В чем дело? Просто
Коковцев заметил, что на острове едут в санках финны. Ему польстили:
— Ваше превосходительство, у вас отличное зрение. Мимо кораблей с гиканьем
пронеслись финские вейки, с которых благодарные островитяне махали шапками.
Коковцев, скорчась, опустился на разножку штурмана возле телеграфа:
— Зрение отличное — да. Но... печень! Кажется, господа, не следовало мне сегодня
есть этот жирный суп и торт...
Образованием камней печень начинала свое отмщение, чтобы теперь он муками
расплачивался за все, что выпито и съедено в ресторанах, бездумно и бесшабашно.
До конца мая Коковцев лежал в госпитале Гельсингфорса, куда спешно перебралась и
Ольга Викторовна, убеждавшая мужа соблюдать строгую диету:
— Владечка, дорогой, пойми, что ты уже не молод.
— А ты не кури, — отвечал он ей раздраженно.
— А ты, миленький, больше не пей. Ни рюмки!
— Ладно. Не буду... — смирился Коковцев.
Из госпиталя Владимир Васильевич вышел, удрученный не столько болезнью, сколько
разговорами, которых он там наслушался в общении с офицерами высших рангов.
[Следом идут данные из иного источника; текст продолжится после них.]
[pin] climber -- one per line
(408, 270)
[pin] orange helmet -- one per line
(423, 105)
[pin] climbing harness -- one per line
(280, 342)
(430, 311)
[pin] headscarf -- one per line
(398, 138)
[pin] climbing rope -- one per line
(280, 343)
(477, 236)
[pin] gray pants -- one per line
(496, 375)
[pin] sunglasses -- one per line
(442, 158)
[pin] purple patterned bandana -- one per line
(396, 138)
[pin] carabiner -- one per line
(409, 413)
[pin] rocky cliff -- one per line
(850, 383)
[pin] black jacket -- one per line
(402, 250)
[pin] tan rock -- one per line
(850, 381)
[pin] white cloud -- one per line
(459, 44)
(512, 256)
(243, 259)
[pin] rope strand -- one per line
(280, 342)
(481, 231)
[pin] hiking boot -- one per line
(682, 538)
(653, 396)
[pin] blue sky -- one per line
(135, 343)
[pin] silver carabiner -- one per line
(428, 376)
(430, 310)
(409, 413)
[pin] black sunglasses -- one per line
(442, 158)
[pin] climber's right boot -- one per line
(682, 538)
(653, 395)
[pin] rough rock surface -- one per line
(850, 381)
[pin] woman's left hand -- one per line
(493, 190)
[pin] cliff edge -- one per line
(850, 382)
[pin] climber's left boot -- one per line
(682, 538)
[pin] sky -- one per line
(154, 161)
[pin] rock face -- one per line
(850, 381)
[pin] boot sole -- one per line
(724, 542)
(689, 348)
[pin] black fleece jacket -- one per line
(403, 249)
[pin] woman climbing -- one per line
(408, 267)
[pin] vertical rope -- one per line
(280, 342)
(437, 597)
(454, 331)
Случись война — ни одного дредноута, ни одного крейсера со стапелей не спущено,
а из новейших имеется лишь эсминец «Новик», побивающий рекорды мира в оружии и
скорости, да превосходная подводная лодка «Акула». Коковцев загибал пальцы:
— Крымская кампания — не готовы, турецкая — не готовы, японская — не готовы,
сейчас ждем войны с немцами — опять не готовы... Что за ерунда такая? Почему
Россия всегда опаздывает?
Эссен держал флаг на крейсере «Рюрик», куда и пригласил Коковцова в теплый
летний день. Они прошли к закусочному табльдоту. В петрушечной зелени покоились
громадные волжские осетры, в нежном соку плавали розовые омары, в серебряных
корытцах нежилась янтарно-лучистая гурьевская икра. К услугам начальства
наготове стояли коньяки и водки, рыжая старка наполняла графин, здесь же —
ежевичная, рябиновая. Коковцев с вожделением обозрел это убранство стола.
— У меня строгая диета, — пожалел он себя.
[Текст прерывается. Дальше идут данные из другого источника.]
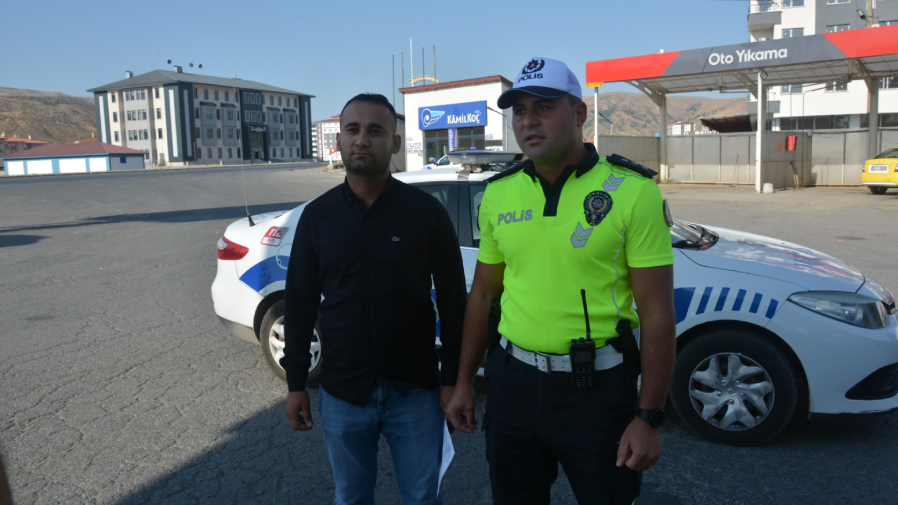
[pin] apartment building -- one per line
(822, 105)
(177, 118)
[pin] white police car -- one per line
(766, 329)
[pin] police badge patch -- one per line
(597, 205)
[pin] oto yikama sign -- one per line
(456, 115)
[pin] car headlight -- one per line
(851, 308)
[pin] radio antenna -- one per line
(250, 218)
(586, 314)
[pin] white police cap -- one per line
(543, 77)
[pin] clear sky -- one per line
(334, 49)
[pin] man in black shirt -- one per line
(370, 248)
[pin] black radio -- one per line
(583, 355)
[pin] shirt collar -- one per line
(351, 198)
(585, 165)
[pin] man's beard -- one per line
(372, 165)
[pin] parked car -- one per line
(881, 173)
(766, 329)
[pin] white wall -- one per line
(72, 165)
(14, 168)
(412, 101)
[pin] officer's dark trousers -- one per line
(536, 420)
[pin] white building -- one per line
(455, 115)
(822, 105)
(178, 118)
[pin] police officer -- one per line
(564, 221)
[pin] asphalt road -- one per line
(118, 384)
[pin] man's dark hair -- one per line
(373, 98)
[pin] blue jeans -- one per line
(413, 426)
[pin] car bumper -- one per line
(234, 301)
(838, 358)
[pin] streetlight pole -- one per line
(504, 128)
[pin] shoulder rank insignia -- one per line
(597, 205)
(508, 171)
(620, 161)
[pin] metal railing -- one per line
(757, 6)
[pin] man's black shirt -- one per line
(373, 266)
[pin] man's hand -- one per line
(640, 447)
(445, 397)
(297, 402)
(460, 410)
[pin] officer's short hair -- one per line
(373, 98)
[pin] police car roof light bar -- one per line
(586, 314)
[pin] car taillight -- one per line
(228, 250)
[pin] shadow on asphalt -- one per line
(173, 216)
(17, 240)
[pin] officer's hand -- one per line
(640, 447)
(297, 402)
(460, 411)
(445, 397)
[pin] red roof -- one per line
(455, 84)
(21, 140)
(52, 150)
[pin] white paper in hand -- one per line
(448, 454)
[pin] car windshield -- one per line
(691, 236)
(891, 153)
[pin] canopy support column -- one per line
(873, 110)
(662, 137)
(759, 140)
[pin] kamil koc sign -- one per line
(456, 115)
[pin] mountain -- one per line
(637, 114)
(59, 118)
(46, 115)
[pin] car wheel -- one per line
(733, 387)
(271, 338)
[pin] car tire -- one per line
(271, 339)
(731, 386)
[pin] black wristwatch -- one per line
(654, 417)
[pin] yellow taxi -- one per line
(881, 173)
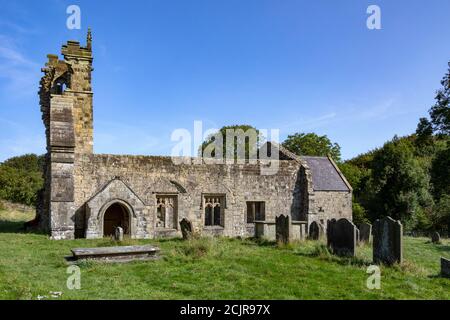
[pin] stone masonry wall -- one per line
(148, 176)
(325, 205)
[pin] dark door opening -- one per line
(116, 216)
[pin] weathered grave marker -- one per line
(316, 231)
(435, 237)
(387, 241)
(445, 267)
(341, 237)
(118, 234)
(282, 229)
(365, 232)
(186, 228)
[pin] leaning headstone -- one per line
(445, 267)
(316, 231)
(341, 237)
(387, 241)
(186, 228)
(282, 229)
(435, 237)
(365, 232)
(118, 234)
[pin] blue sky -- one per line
(294, 65)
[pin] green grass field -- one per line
(33, 266)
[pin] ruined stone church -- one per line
(87, 195)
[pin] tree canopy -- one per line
(311, 144)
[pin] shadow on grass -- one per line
(443, 248)
(323, 253)
(7, 226)
(259, 242)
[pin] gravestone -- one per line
(365, 232)
(282, 229)
(118, 234)
(341, 237)
(445, 267)
(186, 229)
(316, 231)
(435, 237)
(387, 241)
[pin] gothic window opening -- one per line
(256, 211)
(214, 210)
(166, 212)
(61, 84)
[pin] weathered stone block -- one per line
(387, 241)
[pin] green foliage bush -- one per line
(21, 178)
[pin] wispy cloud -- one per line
(19, 140)
(119, 138)
(382, 110)
(18, 74)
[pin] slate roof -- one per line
(325, 177)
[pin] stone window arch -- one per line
(166, 211)
(214, 210)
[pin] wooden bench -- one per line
(115, 254)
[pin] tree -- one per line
(440, 112)
(244, 135)
(311, 144)
(400, 183)
(424, 133)
(440, 173)
(21, 178)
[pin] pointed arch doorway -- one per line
(116, 215)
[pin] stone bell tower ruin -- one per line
(66, 105)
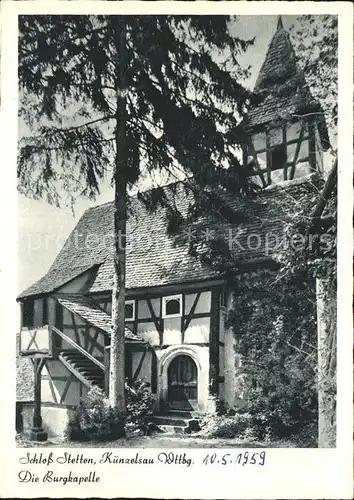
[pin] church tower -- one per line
(286, 126)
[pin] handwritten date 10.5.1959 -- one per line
(244, 458)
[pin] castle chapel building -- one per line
(176, 335)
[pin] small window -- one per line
(172, 306)
(130, 310)
(28, 313)
(277, 157)
(45, 311)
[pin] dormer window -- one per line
(130, 310)
(172, 306)
(28, 313)
(277, 157)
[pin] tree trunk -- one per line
(326, 325)
(117, 357)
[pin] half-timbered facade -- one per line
(176, 306)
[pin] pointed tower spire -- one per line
(280, 23)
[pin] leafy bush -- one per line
(276, 337)
(94, 419)
(140, 407)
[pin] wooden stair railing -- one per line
(78, 347)
(88, 382)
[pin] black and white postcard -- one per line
(177, 240)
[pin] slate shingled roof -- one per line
(282, 88)
(90, 312)
(153, 257)
(24, 376)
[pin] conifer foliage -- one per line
(126, 96)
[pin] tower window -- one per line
(278, 157)
(172, 306)
(28, 313)
(130, 310)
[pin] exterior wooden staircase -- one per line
(83, 368)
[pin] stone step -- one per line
(185, 414)
(170, 420)
(173, 429)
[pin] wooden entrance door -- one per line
(183, 383)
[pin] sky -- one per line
(43, 229)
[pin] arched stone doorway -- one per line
(199, 356)
(182, 377)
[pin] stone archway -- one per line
(199, 355)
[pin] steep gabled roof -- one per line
(279, 65)
(282, 89)
(155, 258)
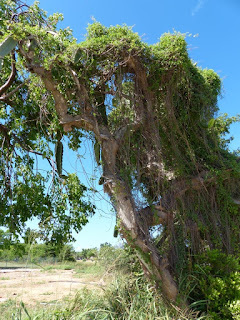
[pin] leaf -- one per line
(97, 152)
(7, 46)
(59, 156)
(77, 55)
(211, 123)
(115, 233)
— По случаю диеты обязательно выпьем и как следует закусим, — отвечал ему Эссен.
— Если ничего такого уже нельзя, так возьми хоть грибочков. У меня ведь тоже
гастрит!
— Придется, — с грустью согласился Коковцев...
Эссен спросил о количестве мин на арсеналах-мониторах.
— Шесть тысяч, и все проверены.
— Готовность флота повышенная, ты это учти.
— Николай Оттович, а не рано мы стали пороть горячку? По газетам судить, так
Германия настроена благодушно.
— А ты не читай газет — умнее будешь.
Коковцев-перетащил себе на тарелку жирного прусского угря, еще вчера жившего в
свое удовольствие возле унылых берегов Померании. Эссен провозгласил «салют":
— За мой гастрит и за булыжники в твоих печенках.
— Салют! — отвечал Коковцев, чокаясь с ним...
Ольга Викторовна была крайне недовольна:
— Ты опять выпил. Ну, что мне с тобой делать? Коковцев разматывал с шеи белое
кашне:
— Ольга, целуя меня, не принюхивайся. Обнюхивают только матросов, вернувшихся с
берега. А я все-таки адмирал!
— Это для других ты адмирал, а для меня ты муж... И не забывай, сколько тебе
лет. Если не думаешь о себе, так подумай обо мне. Наконец, мог бы подумать и о
детях.
— Ну, начинается, — приуныл Коковцев.
— Где ты был?
— Я с крейсера «Рюрик» — прямо из штаба флота.
— Так что там у вас на крейсере — шалман?